A Misenterê abbiamo potuto visitare con estrema commozione il Museo dei Martiri dedicato ad Arîn Mîrxan, l’indomita combattente curda che all’inizio dell’assedio di Kobanê, pur di difendere la collina e di non permettere all’Isis di venire in possesso delle sue munizioni, accerchiata, decise di farsi saltare in aria, e a Qader Ortakaya, una compagna uccisa dall’esercito turco a novembre, mentre prendeva parte a una catena umana per chiedere l’apertura del confine. Il museo ospita le foto dei Martiri, una piccola biblioteca a disposizione della popolazione del villaggio e le locandine delle iniziative internazionaliste giunte da tutto il mondo.

Tanto a Misenterê quanto a Mesher abbiamo potuto confrontarci con gli abitanti. Abbiamo cantato e ballato con i bambini ed abbiamo ascoltato le testimonianze degli adulti, tanto desiderosi di far conoscere la loro storia al mondo.

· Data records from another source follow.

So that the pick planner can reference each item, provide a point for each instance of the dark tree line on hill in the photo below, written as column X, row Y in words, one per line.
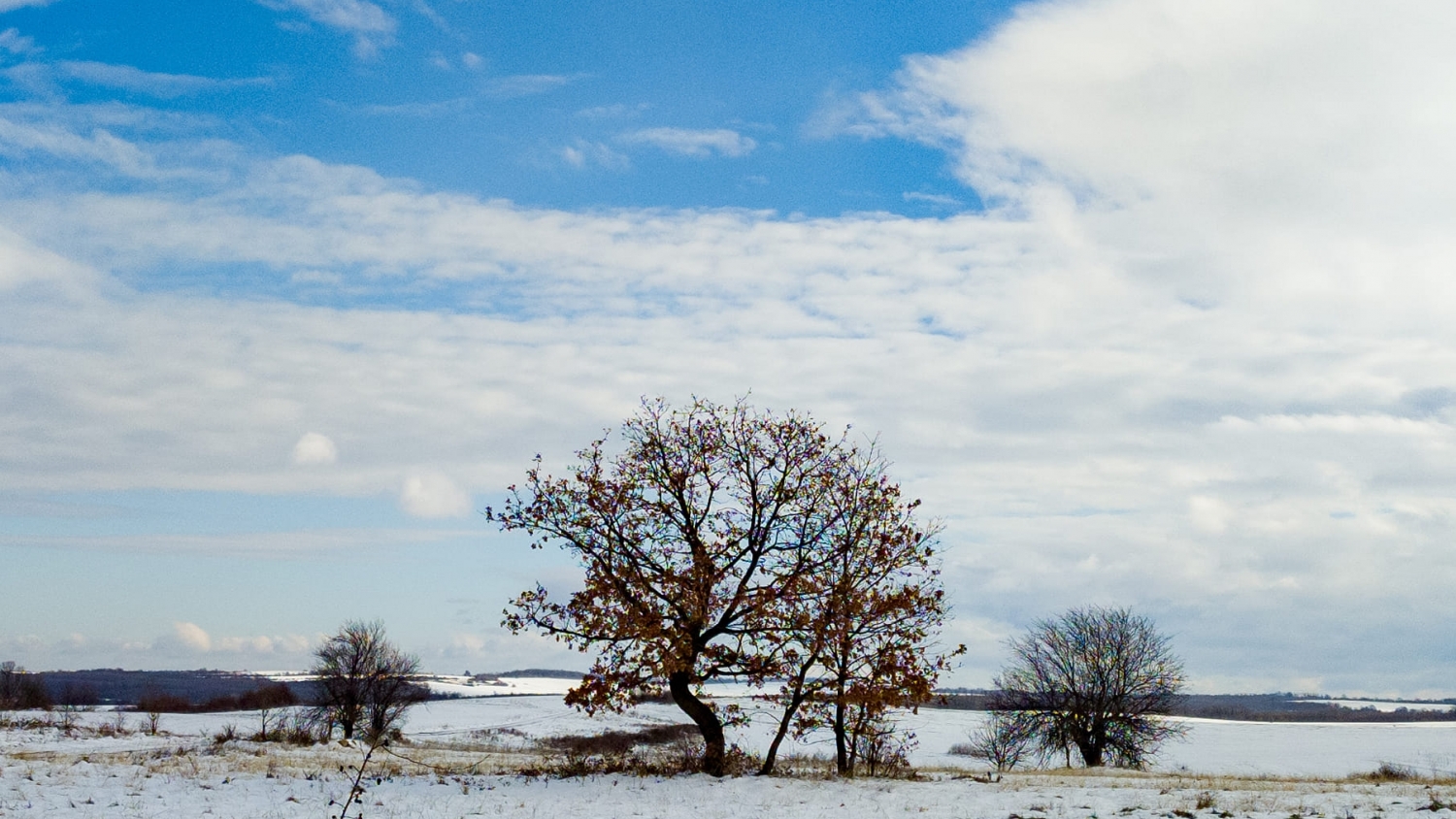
column 1286, row 707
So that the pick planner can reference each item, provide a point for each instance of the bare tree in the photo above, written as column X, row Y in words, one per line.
column 1097, row 679
column 364, row 681
column 1005, row 740
column 689, row 539
column 9, row 685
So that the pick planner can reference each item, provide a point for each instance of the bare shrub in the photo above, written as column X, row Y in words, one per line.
column 1097, row 681
column 1005, row 740
column 364, row 681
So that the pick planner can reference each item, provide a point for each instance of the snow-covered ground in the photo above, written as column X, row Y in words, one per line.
column 183, row 772
column 1383, row 704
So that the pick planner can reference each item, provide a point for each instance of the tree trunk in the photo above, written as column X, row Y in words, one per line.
column 841, row 737
column 707, row 720
column 795, row 700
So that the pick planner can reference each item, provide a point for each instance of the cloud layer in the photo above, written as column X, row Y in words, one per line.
column 1196, row 358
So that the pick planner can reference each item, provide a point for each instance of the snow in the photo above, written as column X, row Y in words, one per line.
column 183, row 772
column 1386, row 705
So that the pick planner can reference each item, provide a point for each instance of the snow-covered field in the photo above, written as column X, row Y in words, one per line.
column 1260, row 770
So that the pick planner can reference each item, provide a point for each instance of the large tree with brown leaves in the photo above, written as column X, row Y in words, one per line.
column 702, row 539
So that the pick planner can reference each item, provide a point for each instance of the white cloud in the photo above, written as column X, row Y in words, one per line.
column 192, row 636
column 593, row 154
column 131, row 79
column 693, row 143
column 524, row 84
column 940, row 200
column 433, row 495
column 12, row 5
column 15, row 43
column 1194, row 360
column 314, row 448
column 370, row 25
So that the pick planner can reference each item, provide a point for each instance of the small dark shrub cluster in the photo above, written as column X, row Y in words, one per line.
column 652, row 751
column 1391, row 772
column 274, row 696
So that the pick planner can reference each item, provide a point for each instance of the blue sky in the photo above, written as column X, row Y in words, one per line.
column 1147, row 302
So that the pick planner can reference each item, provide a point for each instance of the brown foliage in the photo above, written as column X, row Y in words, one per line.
column 725, row 541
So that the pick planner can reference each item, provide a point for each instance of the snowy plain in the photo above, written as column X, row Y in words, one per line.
column 1264, row 770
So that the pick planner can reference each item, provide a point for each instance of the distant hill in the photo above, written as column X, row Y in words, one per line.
column 541, row 672
column 1260, row 707
column 116, row 687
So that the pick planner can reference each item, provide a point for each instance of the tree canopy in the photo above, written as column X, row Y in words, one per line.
column 705, row 540
column 1095, row 679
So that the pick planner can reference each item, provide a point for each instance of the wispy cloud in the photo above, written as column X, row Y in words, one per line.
column 617, row 111
column 411, row 108
column 12, row 5
column 370, row 25
column 941, row 200
column 526, row 84
column 582, row 153
column 1211, row 297
column 166, row 86
column 687, row 142
column 15, row 43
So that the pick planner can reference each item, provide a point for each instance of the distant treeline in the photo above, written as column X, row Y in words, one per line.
column 178, row 690
column 1251, row 707
column 163, row 691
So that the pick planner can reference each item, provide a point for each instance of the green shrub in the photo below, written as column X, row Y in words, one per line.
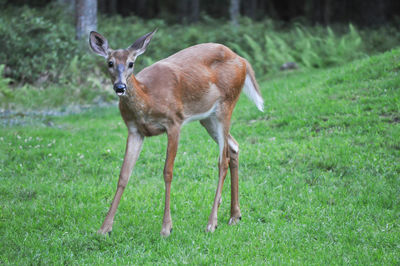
column 5, row 91
column 39, row 46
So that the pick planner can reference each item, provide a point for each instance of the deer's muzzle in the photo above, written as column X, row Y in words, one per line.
column 120, row 88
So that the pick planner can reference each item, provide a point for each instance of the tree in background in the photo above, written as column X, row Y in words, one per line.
column 85, row 17
column 234, row 9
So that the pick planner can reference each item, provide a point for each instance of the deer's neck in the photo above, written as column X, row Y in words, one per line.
column 137, row 96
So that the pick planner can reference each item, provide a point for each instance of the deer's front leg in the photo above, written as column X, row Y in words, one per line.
column 133, row 148
column 173, row 139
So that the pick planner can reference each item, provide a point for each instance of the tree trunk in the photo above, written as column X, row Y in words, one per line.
column 86, row 18
column 234, row 11
column 194, row 11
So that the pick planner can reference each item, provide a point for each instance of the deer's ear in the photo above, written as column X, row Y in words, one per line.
column 140, row 45
column 99, row 44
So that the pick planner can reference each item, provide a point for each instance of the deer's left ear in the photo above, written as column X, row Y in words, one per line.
column 140, row 45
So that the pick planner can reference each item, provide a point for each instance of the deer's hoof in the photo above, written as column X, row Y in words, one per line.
column 234, row 220
column 165, row 232
column 211, row 227
column 104, row 230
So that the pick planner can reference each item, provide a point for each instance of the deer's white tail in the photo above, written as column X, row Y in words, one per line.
column 251, row 88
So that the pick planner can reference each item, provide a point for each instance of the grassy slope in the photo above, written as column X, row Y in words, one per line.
column 319, row 180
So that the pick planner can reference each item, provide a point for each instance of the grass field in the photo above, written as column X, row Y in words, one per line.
column 319, row 180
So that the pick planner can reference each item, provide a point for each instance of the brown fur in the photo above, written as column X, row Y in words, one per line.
column 171, row 92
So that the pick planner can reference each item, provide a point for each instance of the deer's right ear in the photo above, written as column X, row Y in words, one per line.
column 99, row 44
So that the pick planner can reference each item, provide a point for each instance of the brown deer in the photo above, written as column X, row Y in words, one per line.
column 202, row 82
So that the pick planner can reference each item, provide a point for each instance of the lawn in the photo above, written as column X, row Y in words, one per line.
column 319, row 180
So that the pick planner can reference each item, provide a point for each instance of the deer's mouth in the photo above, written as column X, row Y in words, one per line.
column 120, row 92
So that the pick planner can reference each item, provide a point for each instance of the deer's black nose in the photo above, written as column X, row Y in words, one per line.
column 119, row 88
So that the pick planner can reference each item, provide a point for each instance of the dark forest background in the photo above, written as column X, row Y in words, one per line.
column 45, row 49
column 360, row 12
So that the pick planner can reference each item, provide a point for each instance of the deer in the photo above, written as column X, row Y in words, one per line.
column 199, row 83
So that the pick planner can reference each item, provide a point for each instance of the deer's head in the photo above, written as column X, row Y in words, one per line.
column 120, row 62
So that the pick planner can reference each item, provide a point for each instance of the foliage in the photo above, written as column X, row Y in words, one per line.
column 319, row 180
column 5, row 91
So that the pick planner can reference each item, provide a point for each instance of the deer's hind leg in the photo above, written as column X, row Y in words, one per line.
column 234, row 168
column 219, row 131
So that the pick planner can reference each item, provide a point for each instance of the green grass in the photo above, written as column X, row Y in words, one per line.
column 319, row 180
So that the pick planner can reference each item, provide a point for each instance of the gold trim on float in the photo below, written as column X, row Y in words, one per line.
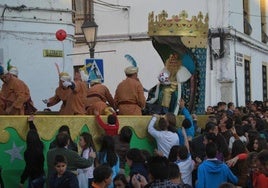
column 48, row 125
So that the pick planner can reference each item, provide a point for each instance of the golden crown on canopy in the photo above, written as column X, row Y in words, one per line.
column 178, row 25
column 193, row 31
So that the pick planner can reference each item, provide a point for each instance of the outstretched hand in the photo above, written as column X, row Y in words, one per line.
column 181, row 103
column 45, row 101
column 31, row 118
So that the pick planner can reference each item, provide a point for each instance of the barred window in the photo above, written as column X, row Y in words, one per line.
column 264, row 81
column 247, row 81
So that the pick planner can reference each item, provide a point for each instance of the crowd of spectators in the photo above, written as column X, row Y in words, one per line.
column 231, row 150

Ci hanno raccontato con dolore della vergognosa connivenza tra militari e governo turchi e Stato Islamico, di come a quest’ultimo fosse consentito di sconfinare per bombardare Kobanê, di come ai combattenti curdi fossero negate le cure mediche mentre c’era un costante passaggio di ambulanze destinato all’Isis. noi non siamo riuscita ad entrare a Kobanê, ma Kobanê è venuta da noi attraverso i racconti di chi da lì e scappato o di chi la guardava dall’altra parte del confine, preda di distruzione.

La cronaca del nostro viaggio finisce qui, nei prossimi giorni faremo un bilancio generale capace di mettere a frutto la nostra partenza, i rapporti stretti, le informazioni raccolte, ai fini di costruire una campagna di solidarietà che ci sembra sempre più indispensabile e urgente.